“First truly human AI”
“DeppGPT”: Satire chatbot insults users and gives cheeky answers
It is a well-known fact that satire can do anything – and apparently so can the chatbot on the satirical website “Der Postillion”. “DeppGPT” abuses its users, makes fun of them and is convinced that “a huge pretzel” is the chancellor.
The satirical website “Der Postillion” jumps on the current chatbot hype with a program that delivers snappy or absurd answers.
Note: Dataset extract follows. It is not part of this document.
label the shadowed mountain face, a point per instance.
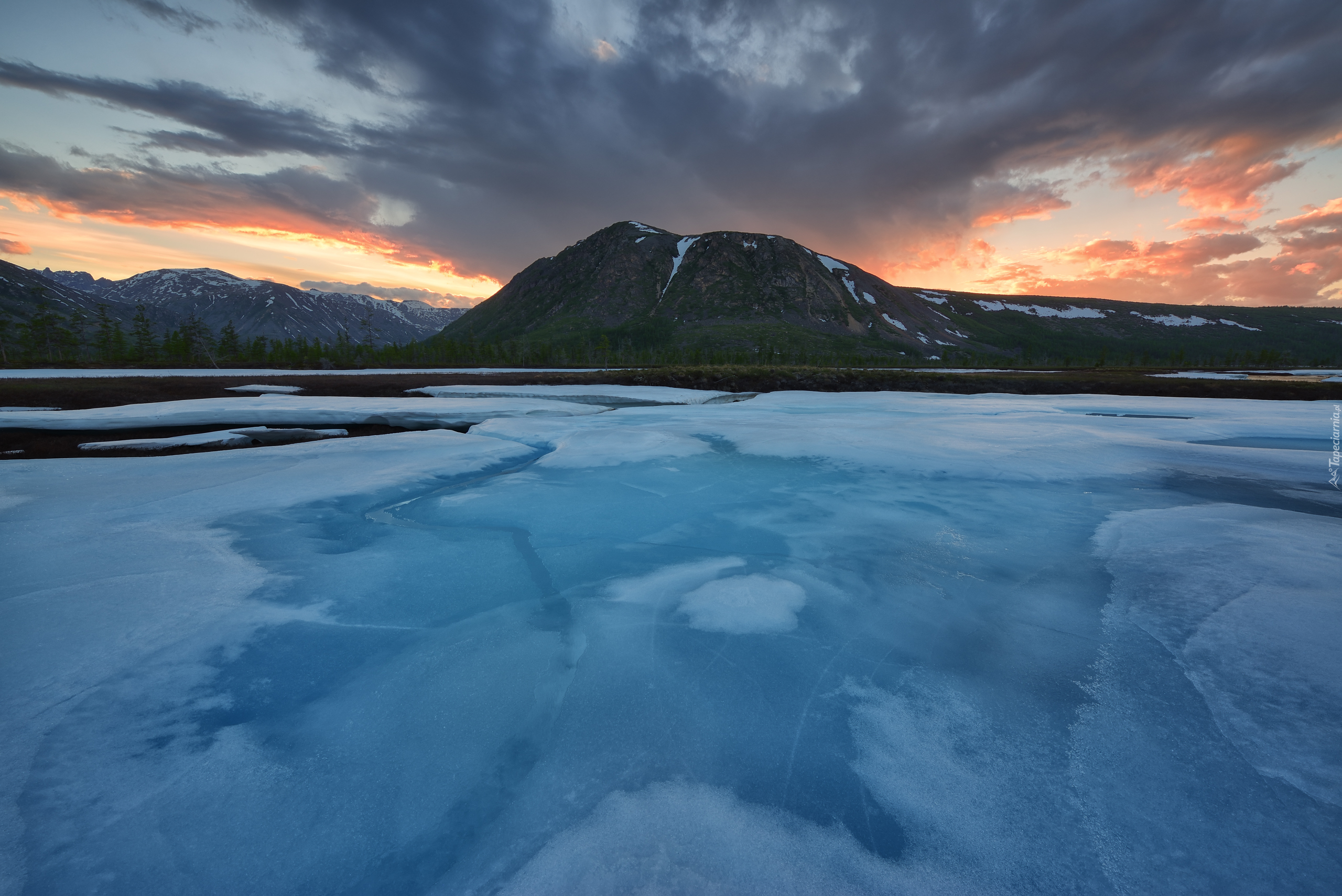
(255, 308)
(728, 289)
(23, 292)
The creators praise their “DeppGPT” as “the first truly human language AI”: “Let yourself be snapped at, laughed at and put down, as you are used to from real people.” Many find fun in the nasty way – after the publication at the beginning of the week, the number of interactions moved towards the half a million mark, according to editor-in-chief Stefan Sicherheitmann.
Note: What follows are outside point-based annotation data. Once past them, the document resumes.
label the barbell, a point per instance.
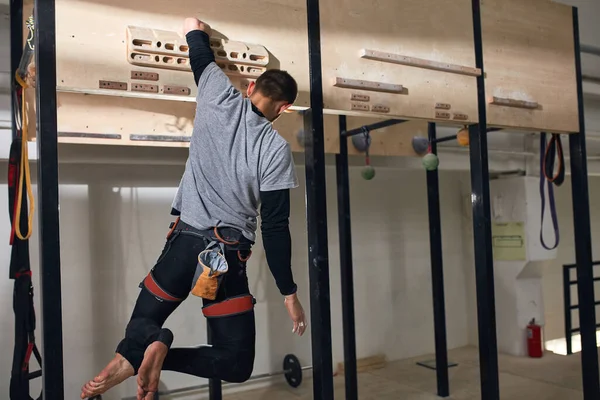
(292, 370)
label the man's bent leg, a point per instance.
(162, 291)
(231, 356)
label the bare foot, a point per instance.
(149, 373)
(114, 373)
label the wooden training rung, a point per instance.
(144, 76)
(179, 90)
(156, 41)
(380, 108)
(360, 97)
(500, 101)
(418, 62)
(360, 107)
(144, 87)
(367, 85)
(112, 85)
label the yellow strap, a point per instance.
(24, 171)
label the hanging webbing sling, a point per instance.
(23, 289)
(548, 155)
(21, 218)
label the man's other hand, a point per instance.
(296, 313)
(192, 24)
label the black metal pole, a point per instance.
(482, 231)
(316, 210)
(437, 273)
(16, 50)
(583, 240)
(215, 389)
(371, 127)
(567, 306)
(48, 205)
(346, 267)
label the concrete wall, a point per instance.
(113, 229)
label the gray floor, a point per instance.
(552, 377)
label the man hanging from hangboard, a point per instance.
(237, 165)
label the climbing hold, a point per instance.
(362, 142)
(463, 137)
(420, 145)
(368, 172)
(431, 162)
(300, 137)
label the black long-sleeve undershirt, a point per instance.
(275, 205)
(200, 52)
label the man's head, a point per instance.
(273, 93)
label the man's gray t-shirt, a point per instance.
(234, 155)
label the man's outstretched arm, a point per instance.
(277, 241)
(197, 34)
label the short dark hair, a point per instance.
(277, 85)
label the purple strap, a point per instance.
(552, 206)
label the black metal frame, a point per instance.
(437, 272)
(583, 239)
(482, 230)
(48, 206)
(316, 211)
(53, 384)
(568, 307)
(16, 51)
(346, 267)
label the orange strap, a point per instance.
(231, 306)
(156, 290)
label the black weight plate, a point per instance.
(293, 376)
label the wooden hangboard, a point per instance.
(101, 120)
(91, 37)
(529, 54)
(433, 30)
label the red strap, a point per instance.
(156, 290)
(18, 274)
(232, 306)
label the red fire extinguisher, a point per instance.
(534, 339)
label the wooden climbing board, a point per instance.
(529, 61)
(123, 75)
(402, 57)
(107, 41)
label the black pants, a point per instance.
(231, 354)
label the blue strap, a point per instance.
(552, 205)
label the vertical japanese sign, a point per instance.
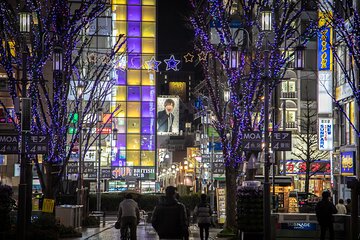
(347, 163)
(325, 134)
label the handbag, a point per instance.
(118, 224)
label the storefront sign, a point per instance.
(321, 167)
(303, 226)
(325, 134)
(325, 92)
(324, 42)
(347, 163)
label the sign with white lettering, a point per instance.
(325, 134)
(281, 141)
(252, 141)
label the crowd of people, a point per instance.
(170, 218)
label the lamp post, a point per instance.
(98, 190)
(80, 90)
(24, 202)
(266, 24)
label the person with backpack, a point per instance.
(203, 214)
(169, 217)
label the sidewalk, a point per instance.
(144, 231)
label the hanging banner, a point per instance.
(325, 134)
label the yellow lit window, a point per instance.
(148, 29)
(148, 14)
(133, 141)
(120, 12)
(149, 2)
(148, 158)
(133, 158)
(120, 27)
(119, 93)
(134, 77)
(121, 109)
(118, 1)
(148, 45)
(148, 78)
(133, 125)
(133, 109)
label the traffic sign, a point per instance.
(281, 141)
(9, 144)
(251, 141)
(38, 144)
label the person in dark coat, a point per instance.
(324, 212)
(203, 213)
(165, 118)
(169, 217)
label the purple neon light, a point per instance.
(134, 29)
(148, 93)
(134, 13)
(133, 93)
(148, 109)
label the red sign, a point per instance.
(321, 167)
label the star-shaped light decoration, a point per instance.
(172, 63)
(189, 57)
(152, 64)
(202, 56)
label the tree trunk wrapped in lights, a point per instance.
(244, 76)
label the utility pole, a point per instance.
(266, 200)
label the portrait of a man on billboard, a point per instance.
(168, 116)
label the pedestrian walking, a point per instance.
(129, 216)
(340, 207)
(203, 214)
(169, 217)
(324, 213)
(348, 206)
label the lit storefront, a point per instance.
(134, 95)
(319, 172)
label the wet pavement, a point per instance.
(144, 231)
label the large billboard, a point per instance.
(168, 115)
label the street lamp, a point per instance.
(98, 193)
(79, 92)
(266, 19)
(266, 16)
(25, 185)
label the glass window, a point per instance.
(134, 77)
(148, 109)
(134, 29)
(148, 78)
(148, 125)
(121, 109)
(148, 93)
(133, 93)
(134, 13)
(119, 28)
(119, 93)
(133, 125)
(148, 29)
(149, 13)
(133, 158)
(120, 124)
(119, 12)
(133, 109)
(148, 158)
(148, 142)
(148, 45)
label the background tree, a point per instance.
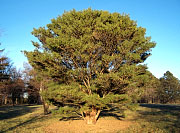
(4, 77)
(150, 90)
(93, 59)
(170, 88)
(11, 84)
(35, 84)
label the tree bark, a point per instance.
(91, 117)
(45, 105)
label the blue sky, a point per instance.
(161, 18)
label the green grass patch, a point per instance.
(146, 119)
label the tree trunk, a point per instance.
(5, 99)
(46, 108)
(91, 117)
(45, 105)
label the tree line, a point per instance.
(87, 60)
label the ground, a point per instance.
(102, 126)
(147, 118)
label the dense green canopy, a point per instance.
(93, 58)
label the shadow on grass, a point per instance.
(162, 116)
(7, 112)
(114, 111)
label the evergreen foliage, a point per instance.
(93, 58)
(170, 88)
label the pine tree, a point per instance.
(93, 59)
(170, 88)
(4, 77)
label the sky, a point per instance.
(161, 18)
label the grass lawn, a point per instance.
(147, 118)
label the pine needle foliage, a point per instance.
(92, 57)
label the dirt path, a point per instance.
(78, 126)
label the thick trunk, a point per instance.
(45, 105)
(91, 117)
(5, 100)
(46, 108)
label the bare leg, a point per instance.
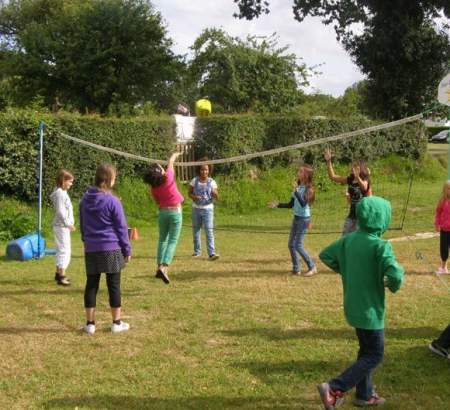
(115, 312)
(90, 314)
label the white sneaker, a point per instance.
(123, 327)
(89, 329)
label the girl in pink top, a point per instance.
(442, 223)
(164, 190)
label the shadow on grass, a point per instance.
(59, 291)
(26, 282)
(238, 273)
(213, 402)
(326, 334)
(36, 330)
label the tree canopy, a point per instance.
(87, 54)
(401, 50)
(241, 75)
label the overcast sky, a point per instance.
(314, 42)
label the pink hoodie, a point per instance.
(442, 218)
(167, 194)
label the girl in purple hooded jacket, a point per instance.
(104, 231)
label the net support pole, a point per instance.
(40, 167)
(448, 143)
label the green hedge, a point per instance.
(19, 148)
(216, 137)
(225, 136)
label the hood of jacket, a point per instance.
(55, 194)
(95, 200)
(374, 215)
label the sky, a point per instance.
(310, 40)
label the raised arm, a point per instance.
(172, 160)
(362, 184)
(331, 174)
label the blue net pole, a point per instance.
(40, 167)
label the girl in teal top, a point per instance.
(302, 197)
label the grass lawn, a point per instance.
(240, 332)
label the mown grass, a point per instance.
(240, 332)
The answers from “DeppGPT” to factual questions are decidedly not helpful. When asked who is currently Chancellor, the software can answer, for example, it is Elmo from Sesame Street or “a huge pretzel” from Bavaria. “DeppGPT” isn’t exactly polite either. When asked how to improve your looks, the answer can be, “Oh, that’s difficult. Well, first of all, you might as well put a bag over your head.”
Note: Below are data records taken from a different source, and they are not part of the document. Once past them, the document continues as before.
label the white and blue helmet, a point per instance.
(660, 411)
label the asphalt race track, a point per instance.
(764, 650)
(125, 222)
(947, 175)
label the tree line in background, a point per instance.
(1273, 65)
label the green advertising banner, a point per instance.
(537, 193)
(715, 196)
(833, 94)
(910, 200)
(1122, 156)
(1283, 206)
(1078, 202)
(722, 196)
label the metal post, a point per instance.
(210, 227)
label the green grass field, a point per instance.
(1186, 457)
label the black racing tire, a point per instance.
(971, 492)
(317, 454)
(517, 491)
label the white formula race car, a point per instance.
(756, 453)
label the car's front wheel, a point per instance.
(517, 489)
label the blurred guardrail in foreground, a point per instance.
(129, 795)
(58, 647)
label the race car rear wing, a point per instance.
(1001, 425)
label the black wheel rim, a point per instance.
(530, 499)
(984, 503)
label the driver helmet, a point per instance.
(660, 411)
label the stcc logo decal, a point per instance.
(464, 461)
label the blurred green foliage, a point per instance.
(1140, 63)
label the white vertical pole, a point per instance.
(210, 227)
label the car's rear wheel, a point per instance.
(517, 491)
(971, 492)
“DeppGPT” uses technology behind ChatGPT
Since the end of last year, the chatbot ChatGPT from the start-up OpenAI has been causing a stir because it can communicate at human level. The software was trained for this with a huge amount of data. She forms sentences by estimating word for word how a sentence could go on. A disadvantage of the principle is that the program has no understanding of the content: That is why it can also output information that is completely wrong with conviction. The “Postillon” takes this to the extreme with his chatbot.
“DeppGPT” uses the technology behind ChatGPT for its work via a paid interface. The “postillon” uses additional instructions for the response behavior to the user questions in order to get the nasty or meaningless reactions from the interface. The standard model is sufficient, “manual retraining was not necessary,” explained Sichermann. “In principle, the AI decides what to answer based on the character we create.” Sichermann did not provide any information on the costs for using the interface. But the “Postillon” could easily afford it.
“Even a machine doesn’t want to talk to you!”
Usually after three questions, “DeppGPT” breaks off the conversation and the page has to be reloaded. OpenAI previously introduced such a stop as a precautionary measure to prevent ChatGPT from drifting towards absurd responses. True to the character of “DeppGPT”, the “Postillon” lets the users know that it must be their fault: “Think about it. Even a machine doesn’t want to talk to you!”